Par Christine Legrand Publié aujourd’hui à 09h13

Temps de Lecture 3 min.

Article réservé aux abonnés

Un concessionnaire automobile en attente de clients devant sa boutique, à Buenos Aires, le 13 août.
Un concessionnaire automobile en attente de clients devant sa boutique, à Buenos Aires, le 13 août. Natacha Pisarenko / AP

Un véritable tsunami a déferlé sur l’Argentine, sur la scène politique mais également sur les marchés, au lendemain des élections primaires ouvertes, simultanées et obligatoires (PASO), organisées dimanche 11 août.
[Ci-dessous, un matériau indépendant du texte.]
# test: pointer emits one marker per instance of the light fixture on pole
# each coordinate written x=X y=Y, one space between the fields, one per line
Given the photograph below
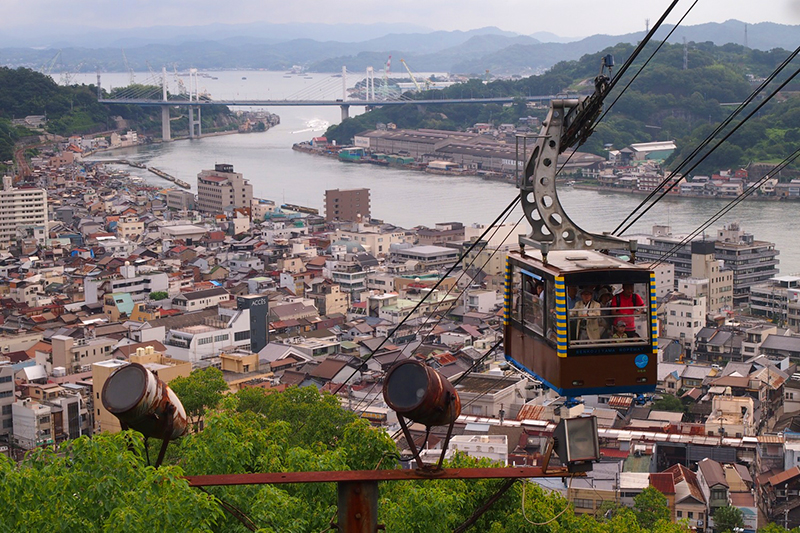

La coalition péroniste, conduite par Alberto Fernandez et l’ancienne présidente Cristina Fernandez de Kirchner (2007-2015), l’a largement emporté avec 47 % des suffrages, contre 32 % pour la coalition de centre-droite du président Mauricio Macri, qui brigue sa réélection.

Après cette lourde défaite de M. Macri, les dés semblent jetés. Les PASO sont considérées comme une répétition générale des prochaines élections présidentielle et législatives du 27 octobre. Si le résultat du 11 août se reproduisait en octobre, Alberto Fernandez serait proclamé vainqueur dès le premier tour. Selon la loi électorale argentine, pour être élu, il faut obtenir au moins 45 % des suffrages, ou bien 40 % et une avance de dix points sur le candidat arrivé deuxième.

Face à ce résultat, qu’aucune enquête d’opinion n’avait prévu, un vent de panique s’est emparé des marchés : lundi 12 août, le peso a perdu près de 19 % et les valeurs boursières de la troisième économie d’Amérique latine ont dégringolé de 60 % avant que la Bourse ne se reprenne. Mardi 13 août, le « risque pays », qui mesure la difficulté d’un Etat à honorer ses dettes, a atteint 1 600 points. Dans les commerces, les Argentins scrutent désormais les étiquettes avec angoisse, craignant une nouvelle et probable flambée des prix. L’inflation est déjà de 55 % cette année et devrait atteindre 250 % sur toute la période de gouvernement du président Macri. Faute de pouvoir garantir leurs prix, les concessionnaires automobiles ont suspendu leurs ventes pour une durée indéterminée.

Article réservé à nos abonnés Lire aussi L’Argentine cherche à juguler une inflation galopante

Douloureuses mesures d’austérité

Pour le président Macri, ce tremblement de terre s’explique par la peur d’un retour du péronisme, et en particulier de Cristina Kirchner, qui pourrait ouvrir la voie à un populisme de gauche et à une politique économique interventionniste. Pendant sa présidence, Mme Kirchner avait imposé de stricts contrôles des changes qui avaient freiné les investissements, tout en partant en guerre contre le monde agricole, principale richesse du pays, à propos des taxes à l’exportation. L’ex-présidente est par ailleurs mise en examen dans onze affaires de corruption.